Rainy Days Out and About in Marrakech

For those days when it does rain (mainly during the winter months, although spectacular summer thunderstorms can provide a free light show) then the following ideas may help. This is by no means an exhaustive list.

In the north in the medina you will find the oldest Islamic university, the Medersa ben Youssef. Worth visiting for its architecture and for a glimpse into the lives of the students who studied there. Alongside the medersa is the relatively modern Musee de Marrakech worth seeing for its amazing "Close Encounters" chandelier in ornate brass and glass. The museum's collections, including changing artworks, are not too notable however. Across the road is the Koubba, although not covered against the rain, is interesting as the newly discovered and excavated medersa student latrines.

Within the medina to the south are various venues which are worth a visit on a rainy day. Within a short walk from each other are the Palais Bahia (not el Badi Palace, which is open to the skies, being a ruin, albeit an interesting and historically important site), lthe Museum of Modern Art (inspiring arcitecture if a bit weak on the changing exhibits) and Maison Tiskiwin which houses mainly sub-Saharan tribal artifacts collected by the anthropologist, Bert Flint. Also in this area is the Jewish quarter, the Mellah (officially called Hay Assalam) with its indoor market replete with spice and herboriste stalls, fabric shops and more. There are synagogues here too but opening times vary. Opposite the side entrance to the Mellah is a gold and silver covered souk.

Although the main tourist souks are mainly covered with cane and rattan "ceilings" water can drip through on a particularly rainy day. However many of the shops and boutiques are in internal spaces and offer and travellers wish to spend hours a carpet emporium is the place to be. Ready made djellabas and gandoras can be found here and if time permits a visitor can have one made to their own design and choice of fabrics.

Remaining with the shopping theme, for local produce try the adjoined markets outside of the Mellah or the Marche Centrale near Avenue Mohammed V in Guilez (the ville nouvelle). Heading back along this avenue towards the medina (look for the minaret of the Koutubia mosque) the Ensemble Artisinal can be found. This mainly covered complex offers Moroccan artisan goods such as slippers, siver jewelry, wood items, clothes, musical instruments, Arabic calligraphy and more in its small shops. The prices here are government fixed which although somewhat dearer than in the souks avoids the need for haggling. For "out of town" shopping Marjane and Carrefour offer a European style hypermarket experience.
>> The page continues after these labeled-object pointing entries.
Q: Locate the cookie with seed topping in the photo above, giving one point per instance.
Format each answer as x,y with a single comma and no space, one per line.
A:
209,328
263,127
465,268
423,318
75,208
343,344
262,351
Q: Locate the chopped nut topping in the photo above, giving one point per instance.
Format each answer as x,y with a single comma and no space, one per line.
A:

The "hop on - hop off" tour bases (look out for open topped double-deckers in red livery) run city tours as do the horse-drawn carriages, caleches, witch have a hood to protect passengers from rain (or sun!)

Finally the cinemas for a rainy afternoon. There are several small cinemas catering almost exclusively for Moroccans. Two others are somewhat more tourist friendly. These are the Colisee on Boulevard Mohammed Zerktoina in Guilez, and cinema Mabrouka on Rue Bab Agnaou just off the main square. Bollywood/Kung-fu double feature films are the staples (in Hindi with Arabic and sometimes French subtitles) and occasional French (dubbed or subtitled) or even more occasional American imports (also dubbed/subtitled).